Depending on the flow of your business, and the throughput it manages, the answer may vary. Let’s take both the best, and worst, case scenario: you’re very busy. In this situation, instead of pouring a single cup for 3-4 minutes (which is a fair estimation of the time involved) a barista could have helped process a reasonable number of transactions. While the pourover is an expensive item, in that the busy business could have processed 2-3 times as much revenue.
Perhaps, reading this, you think this scenario feels overly simplistic. Not everyone’s business is busy all the time. I believe it is important to optimise for the busiest moments, to maximise throughput and revenue. As the saying goes, “make hay while the sun shines”.
Opportunity costs are everywhere, some of those costs are material and some are ideological. By choosing to stamp a loyalty card you’re deciding to spend both time and a little of your interaction budget on discounting future cups of coffee. Have you considered what else could be achieved in that moment? If your goal is loyalty, are you convinced that you’ve found the optimal route?

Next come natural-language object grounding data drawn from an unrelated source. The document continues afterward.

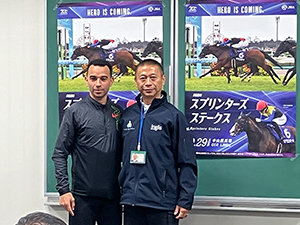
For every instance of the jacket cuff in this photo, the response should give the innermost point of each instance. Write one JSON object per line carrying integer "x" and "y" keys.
{"x": 63, "y": 191}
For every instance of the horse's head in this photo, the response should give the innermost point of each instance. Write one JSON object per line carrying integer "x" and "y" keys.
{"x": 153, "y": 46}
{"x": 205, "y": 51}
{"x": 240, "y": 124}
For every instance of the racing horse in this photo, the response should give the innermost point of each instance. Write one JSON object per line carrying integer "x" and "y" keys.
{"x": 290, "y": 47}
{"x": 252, "y": 56}
{"x": 153, "y": 46}
{"x": 260, "y": 138}
{"x": 122, "y": 58}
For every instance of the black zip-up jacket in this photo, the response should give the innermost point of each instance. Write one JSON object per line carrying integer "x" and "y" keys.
{"x": 169, "y": 176}
{"x": 88, "y": 133}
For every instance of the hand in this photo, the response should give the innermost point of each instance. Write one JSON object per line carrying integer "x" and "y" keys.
{"x": 68, "y": 202}
{"x": 180, "y": 212}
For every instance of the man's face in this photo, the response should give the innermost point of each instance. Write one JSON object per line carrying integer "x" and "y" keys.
{"x": 99, "y": 81}
{"x": 149, "y": 81}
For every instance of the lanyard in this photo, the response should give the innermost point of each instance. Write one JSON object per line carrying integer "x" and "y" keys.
{"x": 141, "y": 127}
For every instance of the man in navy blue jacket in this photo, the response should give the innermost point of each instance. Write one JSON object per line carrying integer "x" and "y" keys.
{"x": 159, "y": 174}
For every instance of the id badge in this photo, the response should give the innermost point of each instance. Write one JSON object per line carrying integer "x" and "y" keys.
{"x": 138, "y": 157}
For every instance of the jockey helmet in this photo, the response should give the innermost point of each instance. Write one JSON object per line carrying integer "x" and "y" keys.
{"x": 261, "y": 105}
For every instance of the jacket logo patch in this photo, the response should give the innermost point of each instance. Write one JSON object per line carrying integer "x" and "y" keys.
{"x": 155, "y": 127}
{"x": 129, "y": 126}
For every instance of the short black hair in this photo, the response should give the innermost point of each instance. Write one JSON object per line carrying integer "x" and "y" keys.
{"x": 148, "y": 62}
{"x": 100, "y": 62}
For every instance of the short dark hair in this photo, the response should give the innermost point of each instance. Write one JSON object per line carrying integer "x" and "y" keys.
{"x": 149, "y": 62}
{"x": 100, "y": 62}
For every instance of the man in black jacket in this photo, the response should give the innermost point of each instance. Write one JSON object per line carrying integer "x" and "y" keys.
{"x": 88, "y": 133}
{"x": 159, "y": 174}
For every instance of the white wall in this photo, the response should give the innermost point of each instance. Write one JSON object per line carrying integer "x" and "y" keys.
{"x": 22, "y": 122}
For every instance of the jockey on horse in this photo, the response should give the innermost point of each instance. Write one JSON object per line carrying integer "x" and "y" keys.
{"x": 272, "y": 115}
{"x": 105, "y": 45}
{"x": 235, "y": 44}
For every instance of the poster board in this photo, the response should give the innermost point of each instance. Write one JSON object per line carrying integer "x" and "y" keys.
{"x": 261, "y": 178}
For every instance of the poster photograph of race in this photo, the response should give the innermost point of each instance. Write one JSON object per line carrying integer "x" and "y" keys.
{"x": 241, "y": 83}
{"x": 120, "y": 32}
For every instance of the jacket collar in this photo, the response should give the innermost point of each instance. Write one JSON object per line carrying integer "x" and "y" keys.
{"x": 155, "y": 103}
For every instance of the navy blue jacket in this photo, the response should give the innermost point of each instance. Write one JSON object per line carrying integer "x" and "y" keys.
{"x": 88, "y": 133}
{"x": 169, "y": 177}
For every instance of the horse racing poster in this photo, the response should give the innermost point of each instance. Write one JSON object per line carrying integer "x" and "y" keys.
{"x": 227, "y": 82}
{"x": 130, "y": 26}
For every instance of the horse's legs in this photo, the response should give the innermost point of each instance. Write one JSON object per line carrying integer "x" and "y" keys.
{"x": 268, "y": 68}
{"x": 293, "y": 70}
{"x": 216, "y": 67}
{"x": 275, "y": 74}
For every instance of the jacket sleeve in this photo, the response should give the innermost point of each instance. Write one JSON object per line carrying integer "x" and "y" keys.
{"x": 62, "y": 149}
{"x": 186, "y": 162}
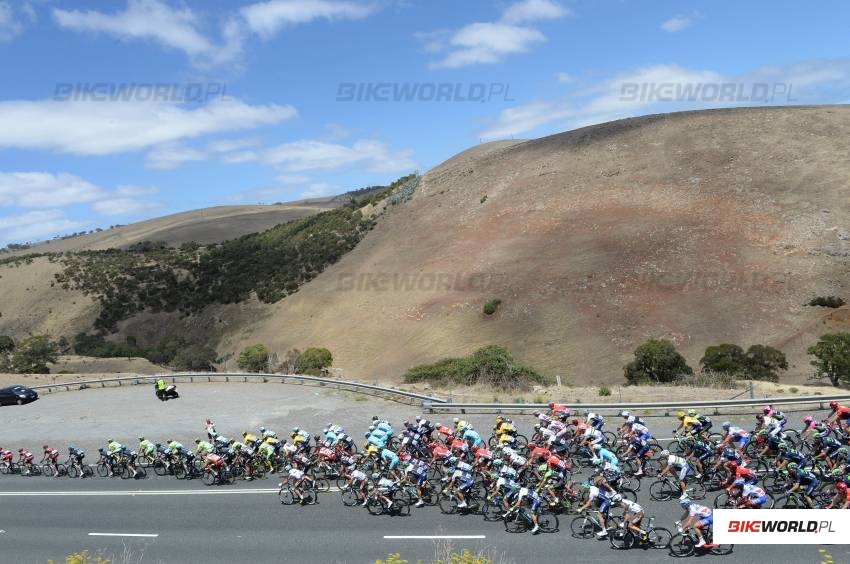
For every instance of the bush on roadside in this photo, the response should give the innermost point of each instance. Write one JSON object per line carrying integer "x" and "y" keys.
{"x": 491, "y": 365}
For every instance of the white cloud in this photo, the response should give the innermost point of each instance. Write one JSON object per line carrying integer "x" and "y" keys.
{"x": 565, "y": 78}
{"x": 156, "y": 21}
{"x": 170, "y": 156}
{"x": 677, "y": 23}
{"x": 320, "y": 190}
{"x": 10, "y": 25}
{"x": 491, "y": 42}
{"x": 307, "y": 155}
{"x": 35, "y": 225}
{"x": 228, "y": 145}
{"x": 531, "y": 10}
{"x": 810, "y": 82}
{"x": 292, "y": 179}
{"x": 267, "y": 18}
{"x": 45, "y": 190}
{"x": 102, "y": 128}
{"x": 126, "y": 206}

By deciding to spend money on a small lot of coffee, auctioned online, a coffee roasting company has decided to allocate a certain amount of their financial resources. Is this the best use of that money, to grow their business, to grow their reputation, to deepen the relationship they have with their customers?
In writing about pastries, to some of my audience, I failed to communicate that this was really about opportunity costs. Pastries sell well, they make ok money, people like them, people buy them. However, by choosing to sell them what opportunity have you given up? Perhaps none, though the response from others readers of the post suggests that there are plenty of opportunities worth exploring.
Coffee is often conformist, businesses are born that are defined by inherited choices, their practices preordained. I am as guilty as anyone of doing things because that is how others do them, though as I start to reconsider the missed opportunities I’m inspired to start to explore new ideas or dig deeper into what are essentially the habits of the coffee industry. I encourage others to do the same, as it will not only strengthen their business but also diversify our approaches and accelerate the way we all move forward.